Book Read Free

The Audacity of Hops

Page 41

by Tom Acitelli


  If Oliver’s words sounded like Folco Portinari’s 1990 Slow Food manifesto, it was no accident. By 2003, Oliver was very familiar with that tract, which saw the understanding and resultant appreciation for good food and drink as essential for the “slow, long-lasting enjoyment” of life. He had learned about the Slow Food movement in the late 1990s from a flier about its biannual trade show in Turin, Italy, called Salone del Gusto, and wrote movement cofounder Carlo Petrini directly, asking how he could get involved. Petrini wrote back that the next Slow Food event was a cheese festival in Bra, a town in northern Italy’s wine country.* Why didn’t Oliver come up with something for that? The brewmaster then connected with Rob Kaufelt, and the two flew to Italy on different flights, each with a suitcase full of cheese should one or the other get stopped by security (Kaufelt did, though he and his cheese still made it). The Americans were a hit in Turin.
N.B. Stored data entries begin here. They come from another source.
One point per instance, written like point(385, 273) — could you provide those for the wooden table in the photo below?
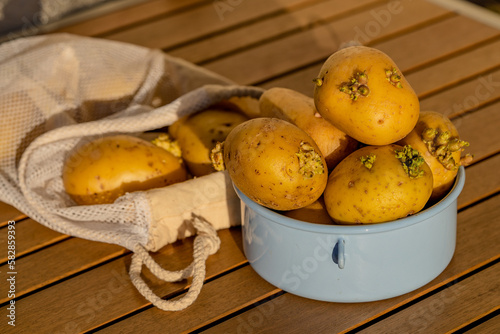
point(68, 285)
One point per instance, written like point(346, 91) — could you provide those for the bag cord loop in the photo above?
point(206, 243)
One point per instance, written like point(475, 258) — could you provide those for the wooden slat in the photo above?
point(413, 54)
point(203, 20)
point(59, 261)
point(460, 303)
point(490, 326)
point(454, 70)
point(30, 236)
point(477, 186)
point(218, 298)
point(437, 41)
point(106, 292)
point(266, 61)
point(120, 19)
point(267, 29)
point(466, 96)
point(485, 119)
point(474, 232)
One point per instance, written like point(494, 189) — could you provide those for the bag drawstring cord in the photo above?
point(206, 243)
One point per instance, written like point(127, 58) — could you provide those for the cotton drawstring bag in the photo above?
point(60, 90)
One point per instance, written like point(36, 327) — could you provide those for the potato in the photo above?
point(315, 213)
point(198, 134)
point(299, 109)
point(378, 184)
point(102, 170)
point(437, 139)
point(362, 92)
point(274, 163)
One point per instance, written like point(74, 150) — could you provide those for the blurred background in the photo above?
point(21, 18)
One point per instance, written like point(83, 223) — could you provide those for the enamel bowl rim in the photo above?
point(359, 229)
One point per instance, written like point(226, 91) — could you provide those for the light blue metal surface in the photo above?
point(351, 263)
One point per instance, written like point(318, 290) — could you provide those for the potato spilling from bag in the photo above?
point(299, 109)
point(378, 184)
point(102, 170)
point(361, 91)
point(274, 163)
point(437, 139)
point(197, 135)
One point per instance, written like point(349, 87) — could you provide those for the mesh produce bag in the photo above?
point(59, 91)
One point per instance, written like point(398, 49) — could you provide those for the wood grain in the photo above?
point(275, 58)
point(469, 95)
point(459, 303)
point(30, 236)
point(105, 24)
point(477, 186)
point(106, 292)
point(218, 298)
point(267, 29)
point(201, 21)
point(60, 261)
point(490, 326)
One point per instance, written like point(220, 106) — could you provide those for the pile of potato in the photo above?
point(372, 156)
point(359, 152)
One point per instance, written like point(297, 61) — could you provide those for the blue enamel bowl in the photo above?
point(358, 263)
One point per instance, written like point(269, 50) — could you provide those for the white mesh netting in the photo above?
point(59, 91)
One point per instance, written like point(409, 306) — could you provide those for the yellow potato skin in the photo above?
point(356, 194)
point(198, 134)
point(102, 170)
point(443, 178)
point(313, 213)
point(299, 109)
point(385, 115)
point(260, 156)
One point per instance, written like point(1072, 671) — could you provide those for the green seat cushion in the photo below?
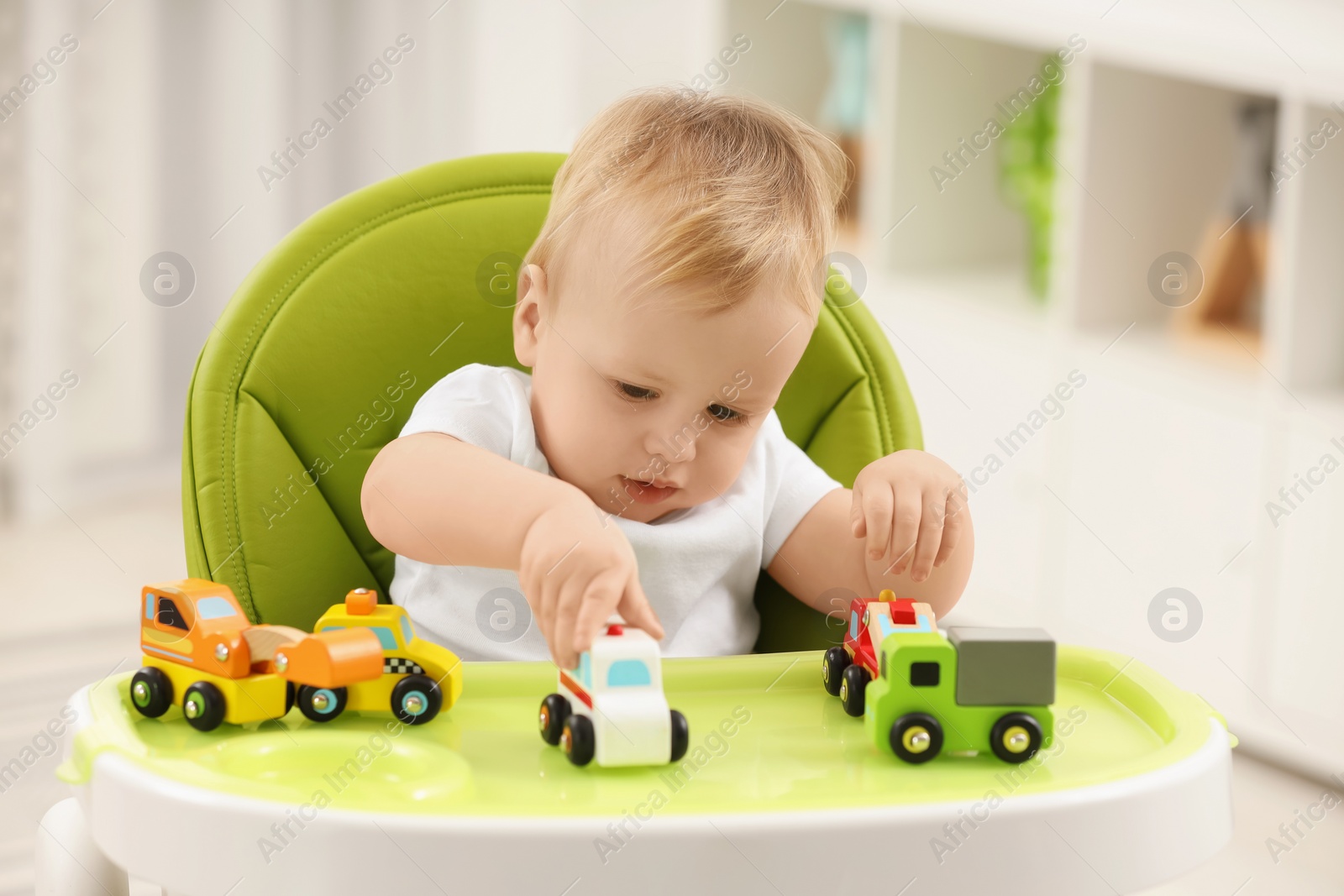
point(323, 351)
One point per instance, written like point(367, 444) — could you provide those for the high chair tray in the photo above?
point(780, 793)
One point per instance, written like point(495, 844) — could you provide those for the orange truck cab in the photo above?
point(201, 653)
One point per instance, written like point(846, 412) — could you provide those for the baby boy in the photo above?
point(640, 469)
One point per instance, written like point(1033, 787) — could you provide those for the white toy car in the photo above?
point(612, 705)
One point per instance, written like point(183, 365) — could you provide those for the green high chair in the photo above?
point(316, 364)
point(323, 351)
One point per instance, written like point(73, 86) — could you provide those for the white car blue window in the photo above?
point(625, 673)
point(214, 609)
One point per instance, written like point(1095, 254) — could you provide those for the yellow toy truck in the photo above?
point(201, 653)
point(420, 679)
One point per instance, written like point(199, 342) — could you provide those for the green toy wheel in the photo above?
point(833, 664)
point(322, 705)
point(853, 685)
point(151, 692)
point(1016, 736)
point(417, 699)
point(203, 705)
point(916, 736)
point(577, 739)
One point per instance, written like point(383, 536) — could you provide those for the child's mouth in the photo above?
point(644, 493)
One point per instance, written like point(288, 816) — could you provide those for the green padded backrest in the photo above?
point(323, 351)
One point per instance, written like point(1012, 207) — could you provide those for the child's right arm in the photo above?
point(436, 499)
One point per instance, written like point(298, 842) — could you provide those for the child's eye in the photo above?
point(638, 392)
point(725, 414)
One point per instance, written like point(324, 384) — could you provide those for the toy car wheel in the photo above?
point(320, 705)
point(833, 664)
point(853, 684)
point(203, 705)
point(680, 735)
point(577, 739)
point(151, 692)
point(551, 718)
point(916, 736)
point(417, 699)
point(1016, 736)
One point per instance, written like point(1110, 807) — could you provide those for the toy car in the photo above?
point(847, 669)
point(203, 654)
point(972, 691)
point(612, 705)
point(418, 679)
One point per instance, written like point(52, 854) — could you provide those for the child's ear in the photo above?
point(528, 313)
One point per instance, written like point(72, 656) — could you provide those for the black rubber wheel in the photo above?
point(322, 705)
point(151, 692)
point(417, 699)
point(577, 739)
point(853, 684)
point(1016, 738)
point(551, 718)
point(917, 736)
point(680, 735)
point(833, 664)
point(203, 705)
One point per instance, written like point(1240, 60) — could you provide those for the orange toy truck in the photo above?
point(202, 654)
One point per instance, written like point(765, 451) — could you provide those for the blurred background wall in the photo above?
point(1104, 238)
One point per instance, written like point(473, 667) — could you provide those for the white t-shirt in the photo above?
point(698, 566)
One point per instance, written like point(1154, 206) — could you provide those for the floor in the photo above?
point(38, 672)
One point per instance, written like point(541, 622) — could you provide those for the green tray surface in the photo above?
point(765, 738)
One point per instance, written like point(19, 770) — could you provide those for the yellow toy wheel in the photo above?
point(916, 736)
point(1016, 736)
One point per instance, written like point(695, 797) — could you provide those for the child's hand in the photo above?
point(575, 571)
point(907, 506)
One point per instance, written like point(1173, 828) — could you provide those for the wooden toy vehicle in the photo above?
point(203, 654)
point(418, 679)
point(612, 705)
point(972, 691)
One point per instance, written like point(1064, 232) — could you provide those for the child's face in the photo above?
point(651, 394)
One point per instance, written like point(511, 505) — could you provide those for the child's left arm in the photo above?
point(905, 526)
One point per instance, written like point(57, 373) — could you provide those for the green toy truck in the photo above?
point(972, 691)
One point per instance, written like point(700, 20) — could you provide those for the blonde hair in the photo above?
point(745, 194)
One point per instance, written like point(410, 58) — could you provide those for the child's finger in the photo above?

  From there, Slow Food asked Oliver to get involved in setting up the movement in the United States, which became Slow Food USA in 2000, the same year Petrini declared from Midtown Manhattan that American craft beer was the purest expression of Slow Food’s principles; Oliver found himself on its board and later on the board of the entire international body. Oliver’s partner at the Brooklyn Brewery, Steve Hindy, had also been involved in Slow Food early on, serving as a judge for its 2002 international awards, which included traveling to Bologna, Italy, to help present the top award to a beekeeper from rural Turkey. After that, Hindy went to his first Salone del Gusto in Turin and was pleased to find “an astounding gathering of artisan food producers—tiny producers of traditional cheeses, game, vegetables, fruits, breads, wines, beers, liquors, oils, vinegars, and all manner of prepared foods. It was nourishing just being in the presence of so many like-minded people.”

  Salone del Gusto in Turin, Italy, the biennial trade show for Slow Food. This one in 2000 marked the second attended by American craft brewers. COURTESY OF SLOW FOOD INTERNATIONAL

  Two years before, Sam Calagione of Dogfish Head had attended Salone del Gusto as a panelist, the happy convergence of travel funds from the state of Delaware as well as an interest by the movement in his and other American craft beer (the Association of Brewers helped defray the shipping costs of craft beers). Calagione, like Hindy, was pleasantly surprised by what he found in Slow Food. With its rebellion against fast food in all its iterations and effects, Slow Food, Calagione saw, was “exactly in step with what we were revolting against at Dogfish—which was bland, industrialized, monochromatic beer.” The Association of Brewers had been sending representatives to Salone del Gusto since the second one in 1998; Charlie Papazian, in fact, stepped in then to lead a Belgian beer tasting when Michael Jackson’s Alitalia flight was delayed, and Papazian later lectured on artisanal brewing. By the 2004 Salone del Gusto, American craft brewers. who made it to Turin, usually through the Association of Brewers, were being treated like rock stars by their Italian hosts, peppered with compliments and questions.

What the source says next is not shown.